Soil pH plays an important role in the dynamics of N available to plants in soil. Both high and low pH conditions adversely affect soil N availability. Under neutral pH (pH 6-7) or equilibrium conditions, the biological conversion of ammonium to nitrate is rapid and readily available to plants. However, under low pH conditions (pH < 6 > 7); significant amounts of ammonia gas can be lost. Ammonium fertilizers lower the pH of the soil and nitrate fertilizers raise it. Fertilizers such as urea are applied to the soil, H+ ions are produced by hydrolysis, resulting in a significant increase in pH and loss of N through volatilization becomes larger (Abdul-Rahaman A, Abdulai A., 2018)

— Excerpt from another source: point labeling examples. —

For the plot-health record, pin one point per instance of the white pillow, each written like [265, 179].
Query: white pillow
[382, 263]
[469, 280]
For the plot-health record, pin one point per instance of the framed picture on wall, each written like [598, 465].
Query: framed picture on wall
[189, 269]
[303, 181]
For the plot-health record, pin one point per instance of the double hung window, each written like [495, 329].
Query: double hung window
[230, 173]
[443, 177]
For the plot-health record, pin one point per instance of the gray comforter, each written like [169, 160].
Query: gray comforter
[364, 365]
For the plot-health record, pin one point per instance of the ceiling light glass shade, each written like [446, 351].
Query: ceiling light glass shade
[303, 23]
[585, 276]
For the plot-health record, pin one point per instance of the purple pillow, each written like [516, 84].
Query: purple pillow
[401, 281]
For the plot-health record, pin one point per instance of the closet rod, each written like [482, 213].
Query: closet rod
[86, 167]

Although N is the most limiting nutrient for agricultural production, its overuse, especially in the form of synthetic N fertilizers, is associated with large losses that pollute the environment, increase the concentration of greenhouse gases, and affect human and animal health. It also has a responsible impact on health. Therefore, N utilization efficiency needs to be improved to provide enough N to meet increasing food demand and maintain a safe environment. Appropriate use of known N-efficient mechanisms and candidate genes can provide new cues for tuning genotypes that produce optimal yields and improve NUE considering projected climate change scenarios. Genetic engineering and biotechnology tools should also be incorporated into breeding programs to target specific candidate genes responsible for higher N efficiencies. Therefore, genetic engineering and molecular breeding tools (QTL/candidate genes and MAS) should be combined with modern breeding strategies to achieve genotypes with improved N recovery. By adopting some of the most recent agricultural management strategies such as site-specific nitrogen management, fertilizers with improved use efficiency, resource conservation practices, precision agriculture and nanofertilizers, farmers are able to reduce the environmental burden of nitrogen from soil and plant systems. You can reduce your losses and thereby improve your farm. Therefore, by combining multiple breeding and agronomic approaches, it is possible to improve the NUE of crops while maintaining soil fertility and balance improvements to crops with higher yields and nutritional characteristics. A holistic approach is therefore required to identify and develop cultivars with improved nitrogen uptake and translocation efficiencies to sustain cereal production under climate change scenarios.